Betonplatte auf ihre Träger gesetzt

Brücke um 85 Zentimeter abgesenkt

BAD BREISIG.  Die 800 Tonnen schwere Betonplatte der künftigen Brücke Nord im Bad Breisiger Gewerbegebiet "Goldene Meile" ist auf ihre Träger gesetzt worden. Schrittweise wurde das Brückenelement um 85 Zentimeter abgesenkt.
Die Brückenplatte in Bad Breisig ist in ihre endgültige Lage gebracht worden.
							Foto: GA
Die Brückenplatte in Bad Breisig ist in ihre endgültige Lage gebracht worden. Foto: GA

Mit hohem technischem Aufwand haben Arbeiter das Traggerüst, das bisher das Gewicht der Brücke trug, entfernt, um die Absenkung des Brückenbauwerks vorzubereiten. Grund: Das Brückenelement musste in einer höheren Position gegossen werden, da sonst die zum Betonieren der Brücke notwendige Verschalung den Bahnverkehr unmöglich gemacht hätte.

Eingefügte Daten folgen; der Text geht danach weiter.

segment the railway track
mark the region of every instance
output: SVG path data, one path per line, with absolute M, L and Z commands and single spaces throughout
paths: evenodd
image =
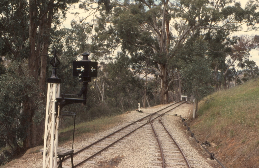
M 162 117 L 165 114 L 161 114 L 159 116 L 156 114 L 152 114 L 149 116 L 150 125 L 146 129 L 151 134 L 150 136 L 152 139 L 149 141 L 150 153 L 156 156 L 150 157 L 151 160 L 149 162 L 151 164 L 149 167 L 173 168 L 185 166 L 184 167 L 191 168 L 189 161 L 198 161 L 187 159 L 183 150 L 164 123 Z
M 79 150 L 74 152 L 73 155 L 74 167 L 76 167 L 85 163 L 91 163 L 91 161 L 90 160 L 93 158 L 102 158 L 103 157 L 98 156 L 98 154 L 104 152 L 109 148 L 116 148 L 113 147 L 113 146 L 115 144 L 117 144 L 119 142 L 123 141 L 123 139 L 125 137 L 147 125 L 151 121 L 159 119 L 161 114 L 170 111 L 185 102 L 182 101 L 171 104 L 165 108 L 148 114 L 137 121 L 130 123 L 117 131 L 93 142 L 91 144 Z M 150 117 L 151 116 L 152 118 L 151 119 Z M 63 162 L 62 165 L 71 165 L 70 157 L 68 156 L 65 158 L 64 160 L 67 160 L 67 161 Z M 64 168 L 71 167 L 71 166 L 63 166 L 63 167 Z

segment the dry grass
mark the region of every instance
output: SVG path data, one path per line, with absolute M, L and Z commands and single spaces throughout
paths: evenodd
M 227 167 L 259 167 L 258 81 L 208 97 L 191 120 L 198 139 L 215 143 Z
M 90 121 L 85 122 L 76 124 L 75 128 L 75 135 L 77 137 L 90 135 L 107 130 L 117 125 L 121 122 L 124 118 L 124 115 L 119 115 L 110 117 L 103 117 Z M 65 128 L 60 130 L 59 131 L 59 143 L 61 144 L 73 138 L 74 125 L 71 125 Z

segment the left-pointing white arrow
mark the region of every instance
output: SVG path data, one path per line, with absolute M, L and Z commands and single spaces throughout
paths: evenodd
M 94 67 L 92 67 L 92 68 L 91 68 L 91 70 L 92 70 L 92 72 L 93 72 L 94 70 L 95 71 L 95 68 L 94 68 Z
M 81 70 L 81 72 L 85 70 L 85 68 L 83 68 L 82 67 L 81 67 L 81 68 L 76 68 L 76 70 Z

Vergangene Woche wurde damit begonnen, die Brückenplatte in ihre endgültige Lage zu bringen. Mit Hilfe von elektronisch miteinander verbundenen Hydraulik- Pressen und vielen aufeinander gestapelten Stahlplatten, wurde der Koloss an zwei Tagen auf die vorgesehenen Lagersockel bewegt.

Das Besondere beim Absenken ist das Gewicht der Brücke. Insgesamt sieben hydraulische Pressen hat die Baufirma für den Kraftakt eingesetzt.

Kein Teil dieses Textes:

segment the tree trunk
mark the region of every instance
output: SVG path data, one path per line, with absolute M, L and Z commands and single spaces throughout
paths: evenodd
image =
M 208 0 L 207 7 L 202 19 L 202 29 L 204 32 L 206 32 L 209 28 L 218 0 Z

"Dabei heben die Pressen zunächst die Brückenplatte etwas an, so dass die Arbeiter einige Stahlplatten entfernen können, auf denen das Betonteil nach der Entfernung des Traggerüstes ruhte. Dann lassen die Pressen das Bauwerk langsam - um maximal zehn Zentimeter in der Stunde - nach unten. Das Brückenelement liegt nun erneut auf Stahlplatten und die Pressen können auf einem niedrigeren Standort positioniert werden. Wechselseitig bewegt sich die Brücke so ganz langsam auf die Lagersockel zu", erklärte der aus Ahrweiler stammende Brückeningenieur Hermann Terporten.

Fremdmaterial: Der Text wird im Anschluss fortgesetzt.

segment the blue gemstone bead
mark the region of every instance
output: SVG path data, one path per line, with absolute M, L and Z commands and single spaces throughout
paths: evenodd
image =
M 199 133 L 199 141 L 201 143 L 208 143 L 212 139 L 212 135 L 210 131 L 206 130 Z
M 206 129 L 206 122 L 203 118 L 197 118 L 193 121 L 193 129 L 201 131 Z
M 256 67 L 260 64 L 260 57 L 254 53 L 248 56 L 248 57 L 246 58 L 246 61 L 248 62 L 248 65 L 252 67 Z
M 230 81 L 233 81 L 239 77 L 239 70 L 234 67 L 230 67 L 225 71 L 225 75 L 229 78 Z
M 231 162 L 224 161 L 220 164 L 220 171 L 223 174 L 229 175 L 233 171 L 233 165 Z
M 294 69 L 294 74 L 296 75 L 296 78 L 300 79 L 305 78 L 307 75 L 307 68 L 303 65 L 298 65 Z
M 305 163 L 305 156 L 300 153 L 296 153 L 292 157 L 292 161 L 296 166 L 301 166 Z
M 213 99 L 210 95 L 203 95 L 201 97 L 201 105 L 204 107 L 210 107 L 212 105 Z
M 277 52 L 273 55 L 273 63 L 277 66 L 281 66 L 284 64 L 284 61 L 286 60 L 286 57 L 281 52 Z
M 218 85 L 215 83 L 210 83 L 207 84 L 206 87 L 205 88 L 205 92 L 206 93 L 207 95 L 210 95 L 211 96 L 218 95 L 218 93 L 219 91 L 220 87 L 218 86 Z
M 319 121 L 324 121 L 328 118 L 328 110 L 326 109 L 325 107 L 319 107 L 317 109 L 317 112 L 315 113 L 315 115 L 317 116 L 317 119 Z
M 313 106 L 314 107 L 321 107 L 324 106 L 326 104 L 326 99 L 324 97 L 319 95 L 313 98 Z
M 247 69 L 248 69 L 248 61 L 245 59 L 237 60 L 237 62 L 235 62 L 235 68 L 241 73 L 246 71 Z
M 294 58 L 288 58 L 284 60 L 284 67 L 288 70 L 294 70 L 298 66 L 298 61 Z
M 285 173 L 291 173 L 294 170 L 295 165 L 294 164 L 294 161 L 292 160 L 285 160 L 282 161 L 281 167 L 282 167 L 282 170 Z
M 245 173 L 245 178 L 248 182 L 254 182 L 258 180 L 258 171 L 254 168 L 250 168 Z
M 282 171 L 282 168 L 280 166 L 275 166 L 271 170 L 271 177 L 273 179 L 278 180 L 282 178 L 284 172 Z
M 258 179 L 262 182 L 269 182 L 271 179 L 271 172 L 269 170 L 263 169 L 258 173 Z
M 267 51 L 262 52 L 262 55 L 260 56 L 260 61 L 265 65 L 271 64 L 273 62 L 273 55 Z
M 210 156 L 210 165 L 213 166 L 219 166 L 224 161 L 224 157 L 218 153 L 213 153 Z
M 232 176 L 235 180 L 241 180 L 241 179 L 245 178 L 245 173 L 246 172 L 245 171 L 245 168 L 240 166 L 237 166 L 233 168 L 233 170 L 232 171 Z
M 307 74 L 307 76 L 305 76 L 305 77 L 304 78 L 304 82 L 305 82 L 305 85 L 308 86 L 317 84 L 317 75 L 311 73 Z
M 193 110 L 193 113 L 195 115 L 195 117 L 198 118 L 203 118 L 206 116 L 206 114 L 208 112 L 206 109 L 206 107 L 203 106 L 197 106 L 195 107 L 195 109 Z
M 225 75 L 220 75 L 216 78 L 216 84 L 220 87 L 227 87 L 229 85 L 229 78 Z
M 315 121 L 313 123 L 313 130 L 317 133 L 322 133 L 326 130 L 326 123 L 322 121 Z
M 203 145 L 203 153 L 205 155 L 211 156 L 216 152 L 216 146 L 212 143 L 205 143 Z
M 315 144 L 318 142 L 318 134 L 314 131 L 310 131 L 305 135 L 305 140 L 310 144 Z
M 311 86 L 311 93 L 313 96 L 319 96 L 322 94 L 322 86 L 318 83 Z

Dieses technische Schauspiel ist jedoch nicht risikofrei, denn die schwere Brückenplatte kann sich schnell verkanten, wenn nicht alle Pressen exakt denselben Druck ausüben. Um die Brücke dann wieder in die Waagerechte zu bringen, wäre ein enormer Aufwand notwendig. Doch alles verlief nach Plan und das Betonelement konnte in seiner endgültigen Lage verankert werden. "Insgesamt kommen die Bauarbeiten sehr gut voran.

Sobald die Brücke befahrbar ist, kann endlich der Bahnübergang geschlossen werden und die langen Wartezeiten von fast zehn Stunden täglich haben ein Ende", sagte Breisigs Bürgermeister Bernd Weidenbach.